Commanders and leaders
- Giovanni Messe: Unknown

Strength
- Elements of 3 divisions: 1 rifle division 2 cavalry divisions at least 128 tanks

Casualties and losses
- 168 dead 207 missing: 2,000+ dead 1,200 captured 24 artillery pieces captured

= Christmas Battle (1941) =

Battle in World War II

The Christmas Battle (Italian: La battaglia di natale) was fought between forces of the Soviet Red Army and the Italian Expeditionary Corps in Russia from 25 December to 28 December, 1941, during Operation Barbarossa, when the Soviets launched a multi-division attack in the gap between the Italian expeditionary force and the German XLIX Mountain Corps. The goal of the attack was to open the path to Stalino and threaten vital Axis railway junctures.
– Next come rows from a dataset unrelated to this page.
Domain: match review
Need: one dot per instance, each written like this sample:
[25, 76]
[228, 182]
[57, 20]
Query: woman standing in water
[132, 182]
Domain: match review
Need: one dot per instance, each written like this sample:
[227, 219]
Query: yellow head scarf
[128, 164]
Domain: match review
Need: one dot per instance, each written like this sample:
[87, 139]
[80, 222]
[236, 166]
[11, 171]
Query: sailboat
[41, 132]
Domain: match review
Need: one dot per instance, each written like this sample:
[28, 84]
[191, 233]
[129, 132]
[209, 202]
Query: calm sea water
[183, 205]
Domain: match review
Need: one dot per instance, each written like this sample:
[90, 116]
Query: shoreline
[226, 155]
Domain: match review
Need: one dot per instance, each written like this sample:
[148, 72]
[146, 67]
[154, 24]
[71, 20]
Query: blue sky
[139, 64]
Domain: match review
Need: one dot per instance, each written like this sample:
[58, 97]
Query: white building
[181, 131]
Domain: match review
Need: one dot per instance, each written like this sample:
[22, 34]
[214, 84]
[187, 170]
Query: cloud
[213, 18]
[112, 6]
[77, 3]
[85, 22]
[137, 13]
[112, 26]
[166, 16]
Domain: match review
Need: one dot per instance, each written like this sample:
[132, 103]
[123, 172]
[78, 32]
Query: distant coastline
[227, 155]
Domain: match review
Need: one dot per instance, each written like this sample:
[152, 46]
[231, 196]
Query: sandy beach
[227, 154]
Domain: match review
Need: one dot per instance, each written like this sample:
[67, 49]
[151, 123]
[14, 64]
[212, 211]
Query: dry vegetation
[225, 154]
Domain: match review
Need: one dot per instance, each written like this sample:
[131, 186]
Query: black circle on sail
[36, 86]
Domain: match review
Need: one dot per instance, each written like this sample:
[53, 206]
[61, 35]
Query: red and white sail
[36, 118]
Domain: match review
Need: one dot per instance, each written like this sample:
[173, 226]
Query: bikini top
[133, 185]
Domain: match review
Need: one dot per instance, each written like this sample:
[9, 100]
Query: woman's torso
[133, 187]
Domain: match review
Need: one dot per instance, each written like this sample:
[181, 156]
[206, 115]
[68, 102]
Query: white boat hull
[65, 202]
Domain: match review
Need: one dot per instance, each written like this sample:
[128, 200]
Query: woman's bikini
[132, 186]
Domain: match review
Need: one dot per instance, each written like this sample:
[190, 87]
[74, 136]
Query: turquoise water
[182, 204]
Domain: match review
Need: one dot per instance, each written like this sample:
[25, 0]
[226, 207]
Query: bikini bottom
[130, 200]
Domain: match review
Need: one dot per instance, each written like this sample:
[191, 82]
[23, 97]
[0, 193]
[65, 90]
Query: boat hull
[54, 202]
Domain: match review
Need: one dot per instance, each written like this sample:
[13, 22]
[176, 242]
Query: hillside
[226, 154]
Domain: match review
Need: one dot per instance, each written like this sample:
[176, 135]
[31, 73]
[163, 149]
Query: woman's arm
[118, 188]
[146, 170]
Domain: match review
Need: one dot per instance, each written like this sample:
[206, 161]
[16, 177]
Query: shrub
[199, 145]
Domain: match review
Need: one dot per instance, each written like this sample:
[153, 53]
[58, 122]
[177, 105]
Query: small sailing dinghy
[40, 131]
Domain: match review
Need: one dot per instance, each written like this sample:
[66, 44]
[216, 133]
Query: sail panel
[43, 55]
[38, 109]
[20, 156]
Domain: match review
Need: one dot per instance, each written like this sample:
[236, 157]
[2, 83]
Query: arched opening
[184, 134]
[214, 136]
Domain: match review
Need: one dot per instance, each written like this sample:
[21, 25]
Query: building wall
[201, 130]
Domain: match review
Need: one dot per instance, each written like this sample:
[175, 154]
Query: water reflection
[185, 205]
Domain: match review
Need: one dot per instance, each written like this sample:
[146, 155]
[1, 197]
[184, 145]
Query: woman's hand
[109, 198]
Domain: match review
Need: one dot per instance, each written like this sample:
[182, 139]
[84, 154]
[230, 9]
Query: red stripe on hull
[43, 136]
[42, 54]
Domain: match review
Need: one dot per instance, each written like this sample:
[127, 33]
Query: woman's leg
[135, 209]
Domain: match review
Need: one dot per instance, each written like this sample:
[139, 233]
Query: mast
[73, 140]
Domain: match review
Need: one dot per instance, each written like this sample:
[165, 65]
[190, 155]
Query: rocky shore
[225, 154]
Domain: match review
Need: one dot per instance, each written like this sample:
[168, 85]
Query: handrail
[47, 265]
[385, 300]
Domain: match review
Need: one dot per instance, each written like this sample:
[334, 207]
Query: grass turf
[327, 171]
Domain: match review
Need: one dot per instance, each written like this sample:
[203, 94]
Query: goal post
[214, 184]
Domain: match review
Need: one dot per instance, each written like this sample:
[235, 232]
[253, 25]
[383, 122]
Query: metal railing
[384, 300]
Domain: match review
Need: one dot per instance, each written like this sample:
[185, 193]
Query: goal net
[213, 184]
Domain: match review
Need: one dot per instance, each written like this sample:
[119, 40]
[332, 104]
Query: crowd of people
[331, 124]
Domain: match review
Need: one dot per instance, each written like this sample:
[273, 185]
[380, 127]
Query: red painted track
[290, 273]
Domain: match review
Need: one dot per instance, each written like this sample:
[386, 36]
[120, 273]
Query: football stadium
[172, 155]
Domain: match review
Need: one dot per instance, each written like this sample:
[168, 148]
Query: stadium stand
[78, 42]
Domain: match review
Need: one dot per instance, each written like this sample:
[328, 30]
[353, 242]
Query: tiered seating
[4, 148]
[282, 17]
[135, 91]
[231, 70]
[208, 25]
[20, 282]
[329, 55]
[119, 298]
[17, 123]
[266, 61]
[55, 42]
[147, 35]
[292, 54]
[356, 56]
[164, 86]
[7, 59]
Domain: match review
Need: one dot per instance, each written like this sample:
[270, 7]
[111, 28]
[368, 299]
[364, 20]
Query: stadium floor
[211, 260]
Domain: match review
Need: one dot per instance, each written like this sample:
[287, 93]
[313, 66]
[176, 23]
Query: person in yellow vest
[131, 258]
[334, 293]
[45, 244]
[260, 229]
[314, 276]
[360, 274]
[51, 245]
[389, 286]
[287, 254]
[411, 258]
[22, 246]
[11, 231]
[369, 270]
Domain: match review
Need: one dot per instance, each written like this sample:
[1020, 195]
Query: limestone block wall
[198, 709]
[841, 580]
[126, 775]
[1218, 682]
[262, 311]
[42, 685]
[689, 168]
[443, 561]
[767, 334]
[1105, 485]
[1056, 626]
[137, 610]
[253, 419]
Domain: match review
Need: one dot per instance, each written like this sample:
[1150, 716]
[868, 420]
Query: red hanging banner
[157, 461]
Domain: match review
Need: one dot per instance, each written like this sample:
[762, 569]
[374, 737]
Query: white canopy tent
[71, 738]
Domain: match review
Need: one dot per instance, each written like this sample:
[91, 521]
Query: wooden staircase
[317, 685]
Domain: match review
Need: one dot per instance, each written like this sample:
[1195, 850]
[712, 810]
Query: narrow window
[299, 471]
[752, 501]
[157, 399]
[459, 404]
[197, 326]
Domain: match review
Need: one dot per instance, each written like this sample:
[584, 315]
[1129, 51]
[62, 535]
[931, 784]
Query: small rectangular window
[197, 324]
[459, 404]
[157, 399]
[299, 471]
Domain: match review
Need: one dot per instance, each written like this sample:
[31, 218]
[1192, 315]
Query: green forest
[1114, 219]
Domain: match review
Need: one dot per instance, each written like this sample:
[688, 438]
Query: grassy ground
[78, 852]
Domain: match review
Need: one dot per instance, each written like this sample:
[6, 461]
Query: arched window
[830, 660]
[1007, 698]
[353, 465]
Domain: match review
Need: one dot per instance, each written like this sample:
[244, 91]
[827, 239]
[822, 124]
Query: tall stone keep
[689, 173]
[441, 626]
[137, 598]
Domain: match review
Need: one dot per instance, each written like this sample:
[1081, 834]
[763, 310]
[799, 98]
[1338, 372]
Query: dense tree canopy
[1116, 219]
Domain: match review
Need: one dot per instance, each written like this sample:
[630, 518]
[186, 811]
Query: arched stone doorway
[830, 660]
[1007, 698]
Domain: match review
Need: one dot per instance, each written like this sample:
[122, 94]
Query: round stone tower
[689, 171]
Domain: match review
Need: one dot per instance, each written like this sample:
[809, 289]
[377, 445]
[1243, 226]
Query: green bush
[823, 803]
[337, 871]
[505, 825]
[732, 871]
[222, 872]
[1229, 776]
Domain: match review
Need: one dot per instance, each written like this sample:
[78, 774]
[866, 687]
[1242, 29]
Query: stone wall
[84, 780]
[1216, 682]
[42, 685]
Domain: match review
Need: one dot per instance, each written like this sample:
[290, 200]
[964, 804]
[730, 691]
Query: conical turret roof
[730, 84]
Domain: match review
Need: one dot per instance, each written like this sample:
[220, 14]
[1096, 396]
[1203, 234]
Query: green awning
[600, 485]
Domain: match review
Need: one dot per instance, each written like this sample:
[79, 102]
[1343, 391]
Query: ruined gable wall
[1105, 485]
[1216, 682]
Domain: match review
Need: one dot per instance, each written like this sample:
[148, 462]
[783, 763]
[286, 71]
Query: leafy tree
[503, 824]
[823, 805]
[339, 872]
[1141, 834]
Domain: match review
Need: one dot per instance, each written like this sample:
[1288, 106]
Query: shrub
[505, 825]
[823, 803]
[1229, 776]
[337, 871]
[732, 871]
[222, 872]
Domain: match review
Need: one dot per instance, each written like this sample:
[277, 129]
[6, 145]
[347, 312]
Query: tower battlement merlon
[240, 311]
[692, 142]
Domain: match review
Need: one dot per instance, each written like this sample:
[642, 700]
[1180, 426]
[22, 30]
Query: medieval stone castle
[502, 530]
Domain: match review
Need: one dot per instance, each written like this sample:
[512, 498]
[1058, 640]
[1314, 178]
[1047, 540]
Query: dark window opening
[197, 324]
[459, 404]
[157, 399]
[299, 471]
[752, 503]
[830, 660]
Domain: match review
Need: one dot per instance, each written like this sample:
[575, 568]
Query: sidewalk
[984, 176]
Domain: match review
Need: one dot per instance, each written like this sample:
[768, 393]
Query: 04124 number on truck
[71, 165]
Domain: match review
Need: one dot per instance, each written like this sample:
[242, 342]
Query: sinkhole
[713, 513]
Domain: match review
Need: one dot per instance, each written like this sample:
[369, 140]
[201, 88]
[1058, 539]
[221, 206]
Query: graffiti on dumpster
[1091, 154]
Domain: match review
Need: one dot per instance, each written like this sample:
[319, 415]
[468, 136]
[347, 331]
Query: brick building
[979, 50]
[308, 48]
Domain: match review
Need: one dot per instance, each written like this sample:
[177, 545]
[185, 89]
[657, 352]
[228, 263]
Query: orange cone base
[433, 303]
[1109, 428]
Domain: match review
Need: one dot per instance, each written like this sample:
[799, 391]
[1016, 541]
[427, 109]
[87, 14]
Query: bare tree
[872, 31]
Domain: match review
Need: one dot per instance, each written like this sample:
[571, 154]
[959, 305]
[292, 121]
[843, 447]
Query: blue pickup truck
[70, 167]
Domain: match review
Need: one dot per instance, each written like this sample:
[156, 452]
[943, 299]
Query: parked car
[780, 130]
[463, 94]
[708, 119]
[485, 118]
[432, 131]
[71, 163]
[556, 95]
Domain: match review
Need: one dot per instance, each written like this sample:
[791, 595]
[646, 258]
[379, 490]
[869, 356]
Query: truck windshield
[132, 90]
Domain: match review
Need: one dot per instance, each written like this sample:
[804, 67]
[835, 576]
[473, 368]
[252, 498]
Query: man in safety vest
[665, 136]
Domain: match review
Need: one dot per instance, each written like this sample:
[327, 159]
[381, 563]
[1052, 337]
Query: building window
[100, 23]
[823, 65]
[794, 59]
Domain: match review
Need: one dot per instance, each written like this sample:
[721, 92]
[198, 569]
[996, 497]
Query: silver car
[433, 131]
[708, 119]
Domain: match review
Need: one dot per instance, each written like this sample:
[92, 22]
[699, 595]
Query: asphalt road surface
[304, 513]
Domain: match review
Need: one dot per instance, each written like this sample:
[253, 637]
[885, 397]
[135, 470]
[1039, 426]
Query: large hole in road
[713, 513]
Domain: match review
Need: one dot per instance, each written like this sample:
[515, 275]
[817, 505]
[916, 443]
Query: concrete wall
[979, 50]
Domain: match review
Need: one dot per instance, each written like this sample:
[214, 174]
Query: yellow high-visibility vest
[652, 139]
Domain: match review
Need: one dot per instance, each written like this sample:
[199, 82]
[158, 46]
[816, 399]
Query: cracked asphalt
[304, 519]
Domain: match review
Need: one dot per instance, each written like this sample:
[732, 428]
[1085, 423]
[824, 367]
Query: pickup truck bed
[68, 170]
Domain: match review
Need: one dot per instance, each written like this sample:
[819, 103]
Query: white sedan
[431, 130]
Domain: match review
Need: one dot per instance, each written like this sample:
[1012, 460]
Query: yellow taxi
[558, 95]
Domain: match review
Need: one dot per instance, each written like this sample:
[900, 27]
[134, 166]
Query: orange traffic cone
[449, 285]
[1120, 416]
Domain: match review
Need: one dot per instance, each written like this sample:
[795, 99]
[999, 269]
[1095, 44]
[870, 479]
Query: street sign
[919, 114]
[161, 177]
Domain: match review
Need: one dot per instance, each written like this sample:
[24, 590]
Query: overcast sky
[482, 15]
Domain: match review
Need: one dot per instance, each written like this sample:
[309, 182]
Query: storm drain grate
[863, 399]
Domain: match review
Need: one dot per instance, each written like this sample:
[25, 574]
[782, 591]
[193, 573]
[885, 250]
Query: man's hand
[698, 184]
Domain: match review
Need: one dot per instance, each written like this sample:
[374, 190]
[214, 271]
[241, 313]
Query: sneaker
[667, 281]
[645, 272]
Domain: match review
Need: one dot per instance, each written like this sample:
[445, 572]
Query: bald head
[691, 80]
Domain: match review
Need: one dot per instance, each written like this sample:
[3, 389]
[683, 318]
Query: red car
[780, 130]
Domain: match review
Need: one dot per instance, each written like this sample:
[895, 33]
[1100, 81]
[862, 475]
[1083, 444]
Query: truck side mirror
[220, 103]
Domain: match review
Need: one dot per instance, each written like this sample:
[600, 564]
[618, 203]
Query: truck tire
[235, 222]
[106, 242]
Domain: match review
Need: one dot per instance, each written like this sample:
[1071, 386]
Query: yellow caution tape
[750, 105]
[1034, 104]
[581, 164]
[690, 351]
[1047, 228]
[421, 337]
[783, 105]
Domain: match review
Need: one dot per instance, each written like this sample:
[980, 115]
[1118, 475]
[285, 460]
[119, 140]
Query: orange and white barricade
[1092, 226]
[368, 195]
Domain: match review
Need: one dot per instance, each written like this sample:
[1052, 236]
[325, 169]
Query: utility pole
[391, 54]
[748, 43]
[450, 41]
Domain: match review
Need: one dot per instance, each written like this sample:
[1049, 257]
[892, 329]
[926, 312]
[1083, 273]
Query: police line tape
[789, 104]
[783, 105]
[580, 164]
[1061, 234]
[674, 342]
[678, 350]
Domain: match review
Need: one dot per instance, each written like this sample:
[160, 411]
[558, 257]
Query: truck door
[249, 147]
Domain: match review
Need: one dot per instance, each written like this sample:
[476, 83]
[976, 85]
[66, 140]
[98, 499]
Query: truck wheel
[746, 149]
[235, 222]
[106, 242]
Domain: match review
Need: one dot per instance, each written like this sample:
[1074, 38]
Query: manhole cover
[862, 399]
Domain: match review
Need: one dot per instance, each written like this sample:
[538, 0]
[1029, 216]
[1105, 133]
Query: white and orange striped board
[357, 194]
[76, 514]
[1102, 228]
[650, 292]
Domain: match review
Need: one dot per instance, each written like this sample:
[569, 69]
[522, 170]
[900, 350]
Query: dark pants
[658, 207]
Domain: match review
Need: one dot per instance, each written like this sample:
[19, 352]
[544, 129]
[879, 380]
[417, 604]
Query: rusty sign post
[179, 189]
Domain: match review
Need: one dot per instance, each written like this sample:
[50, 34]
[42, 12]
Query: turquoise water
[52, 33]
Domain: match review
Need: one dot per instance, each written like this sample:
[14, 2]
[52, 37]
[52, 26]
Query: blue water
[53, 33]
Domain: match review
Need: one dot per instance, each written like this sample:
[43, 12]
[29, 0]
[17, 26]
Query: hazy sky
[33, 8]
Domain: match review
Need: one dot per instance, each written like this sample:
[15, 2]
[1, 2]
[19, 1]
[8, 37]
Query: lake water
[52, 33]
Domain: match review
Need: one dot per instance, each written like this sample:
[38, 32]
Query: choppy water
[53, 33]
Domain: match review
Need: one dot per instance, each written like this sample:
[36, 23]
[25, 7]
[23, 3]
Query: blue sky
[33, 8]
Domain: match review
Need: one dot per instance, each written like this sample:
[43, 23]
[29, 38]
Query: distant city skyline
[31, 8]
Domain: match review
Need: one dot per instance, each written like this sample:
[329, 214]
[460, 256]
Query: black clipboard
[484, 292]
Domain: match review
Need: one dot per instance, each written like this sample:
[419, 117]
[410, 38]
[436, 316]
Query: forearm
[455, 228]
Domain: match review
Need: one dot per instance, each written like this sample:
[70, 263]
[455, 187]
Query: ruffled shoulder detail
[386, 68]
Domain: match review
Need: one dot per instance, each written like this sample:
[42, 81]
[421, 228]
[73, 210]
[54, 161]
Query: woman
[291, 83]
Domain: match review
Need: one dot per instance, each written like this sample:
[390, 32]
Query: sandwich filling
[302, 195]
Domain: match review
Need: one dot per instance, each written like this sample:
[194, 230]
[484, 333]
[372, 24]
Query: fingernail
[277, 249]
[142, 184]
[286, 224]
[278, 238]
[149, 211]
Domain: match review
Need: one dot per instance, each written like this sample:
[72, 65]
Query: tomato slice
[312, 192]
The attack was conducted on Christmas day by the Soviet 35th and 68th Cavalry divisions plus the 136th Rifle Division, and was primarily aimed at the Italian 3rd Cavalry Division "Principe Amedeo Duca d'Aosta", later reinforced by parts of the Italian 9th Infantry Division "Pasubio" and 52nd Infantry Division "Torino". Bearing the brunt of the attack against numerically-superior forces, the 3rd Cavalry Division held their sector. The limited Soviet gains were rolled back by Dec 27, when formations from the "Pasubio" and "Torino" divisions, plus the German 318th Infantry Regiment (with supporting armor), counterattacked and regained the lost ground. In the end, for the cost of 168 dead and 207 missing, the Italians had defeated the Soviets, who lost over 2,000 dead; the Italians also took 1,200 Soviet troops prisoner and captured 24 76mm guns, 9 anti-tank guns, and large stockpiles of machine guns and vehicles. The Italian victory was partly due to close collaboration between their infantry and artillery.

The 3rd Bersaglieri Regiment played a decisive part in the fighting, defending against ten-fold superior forces before falling back, and participating in the counterattack.